Выйдя из спецприемника для лиц административно арестованных, попытался обжаловать взятие под надзор прокурору района, тому самому, который и санкционировал установление административного надзора.
Тот уделил время и выслушал Бекета. Но, будучи хорошо проинформированным о личности ранее судимого Бекетова Валерия Ивановича и о его преступной деятельности,
Прокурор был мужик старой закалки, повоевавший на фронтах Великой Отечественной, не раз молодым лейтенантом водивший роту в штыковые атаки, не раз заглядывавший смерти в лицо и хоронивший своих боевых товарищей не только на родной земле, но и в полях половины Европы. Потом, после демобилизации, поработал несколько лет опером в Воронеже и опять ежедневно видавший и кровь, и гной, и боль, и смерть боевых товарищей. Много всякого отребья, в том числе и разношерстных банд, шаталось по воронежской земле в послевоенные годы. Работал и заочно учился. А после окончания Воронежского юридического института, где учился заочно, трудился на прокурорском поприще, пройдя стадии следственной работы, помощника и заместителя районного прокурора.

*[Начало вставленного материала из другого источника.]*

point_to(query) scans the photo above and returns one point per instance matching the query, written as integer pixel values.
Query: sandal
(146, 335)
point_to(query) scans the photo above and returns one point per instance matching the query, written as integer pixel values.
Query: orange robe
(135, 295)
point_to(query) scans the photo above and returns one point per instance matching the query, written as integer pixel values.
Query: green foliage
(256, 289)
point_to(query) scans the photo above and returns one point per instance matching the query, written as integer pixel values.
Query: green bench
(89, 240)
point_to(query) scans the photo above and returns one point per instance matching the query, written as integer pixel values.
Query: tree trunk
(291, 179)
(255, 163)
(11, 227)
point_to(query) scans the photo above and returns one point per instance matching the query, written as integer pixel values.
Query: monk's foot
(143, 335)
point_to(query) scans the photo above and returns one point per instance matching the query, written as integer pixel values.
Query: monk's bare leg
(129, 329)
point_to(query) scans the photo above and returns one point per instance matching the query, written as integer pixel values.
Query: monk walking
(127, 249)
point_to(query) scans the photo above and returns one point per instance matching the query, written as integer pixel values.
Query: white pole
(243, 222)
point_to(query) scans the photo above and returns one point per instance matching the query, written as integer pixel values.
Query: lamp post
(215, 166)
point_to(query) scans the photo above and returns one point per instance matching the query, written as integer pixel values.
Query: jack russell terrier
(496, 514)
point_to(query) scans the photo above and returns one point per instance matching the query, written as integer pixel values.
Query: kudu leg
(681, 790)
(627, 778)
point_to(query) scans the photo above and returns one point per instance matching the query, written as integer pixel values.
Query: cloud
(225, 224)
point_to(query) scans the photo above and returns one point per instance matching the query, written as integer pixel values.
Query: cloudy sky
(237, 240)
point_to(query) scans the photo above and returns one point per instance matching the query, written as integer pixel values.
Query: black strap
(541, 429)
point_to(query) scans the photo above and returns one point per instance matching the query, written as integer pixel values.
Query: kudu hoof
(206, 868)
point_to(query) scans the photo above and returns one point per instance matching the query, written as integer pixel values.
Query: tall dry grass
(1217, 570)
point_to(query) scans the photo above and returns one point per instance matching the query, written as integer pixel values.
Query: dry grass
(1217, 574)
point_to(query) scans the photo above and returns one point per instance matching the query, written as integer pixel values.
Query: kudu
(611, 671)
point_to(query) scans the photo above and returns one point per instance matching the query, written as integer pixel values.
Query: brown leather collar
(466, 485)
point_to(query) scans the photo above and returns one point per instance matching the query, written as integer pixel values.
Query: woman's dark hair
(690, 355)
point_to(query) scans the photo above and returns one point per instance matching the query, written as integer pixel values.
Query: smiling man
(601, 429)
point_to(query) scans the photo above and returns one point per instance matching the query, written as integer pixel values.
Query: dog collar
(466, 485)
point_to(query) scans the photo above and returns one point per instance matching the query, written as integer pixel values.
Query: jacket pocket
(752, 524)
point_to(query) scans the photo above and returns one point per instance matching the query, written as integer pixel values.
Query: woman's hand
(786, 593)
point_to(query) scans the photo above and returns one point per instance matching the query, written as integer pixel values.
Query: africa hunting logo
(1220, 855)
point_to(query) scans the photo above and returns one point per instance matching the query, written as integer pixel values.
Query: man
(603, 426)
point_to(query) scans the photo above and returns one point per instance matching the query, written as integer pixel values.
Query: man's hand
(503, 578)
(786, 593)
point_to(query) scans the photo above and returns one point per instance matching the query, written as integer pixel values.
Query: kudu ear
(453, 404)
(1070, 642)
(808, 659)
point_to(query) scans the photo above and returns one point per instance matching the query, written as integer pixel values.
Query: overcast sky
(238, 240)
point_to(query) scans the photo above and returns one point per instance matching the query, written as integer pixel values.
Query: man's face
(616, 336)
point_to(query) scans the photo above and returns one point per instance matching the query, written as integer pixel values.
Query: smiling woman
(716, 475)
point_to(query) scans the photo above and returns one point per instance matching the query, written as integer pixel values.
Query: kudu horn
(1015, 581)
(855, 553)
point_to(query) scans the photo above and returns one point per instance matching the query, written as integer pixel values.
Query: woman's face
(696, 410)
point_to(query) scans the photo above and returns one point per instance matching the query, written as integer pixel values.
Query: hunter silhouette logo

И опять все та же кровь, все тот же гной, все те же исковерканные судьбы. И потому всеми фибрами своей души он ненавидел преступность и преступников.
За нарушение правил административного надзора Бекет получил небольшой срок. Всего год. Но значительную часть этого срока он провел в карцере и шизо. Администрация ИТК нападавших на сотрудников милиции также не жаловала и делала все возможное, чтобы жизнь у таких подонков медом не казалась. Даже на зоне, даже в тюрьме.
Бекет бесился от собственного бессилия, бился головой об стены, вскрывал себе вены, даже зубами перегрызал их, но сделать с системой ничего не мог. Его подлечивали и снова бросали гнить в карцер или шизо. Чтобы знал, как нападать на сотрудников милиции!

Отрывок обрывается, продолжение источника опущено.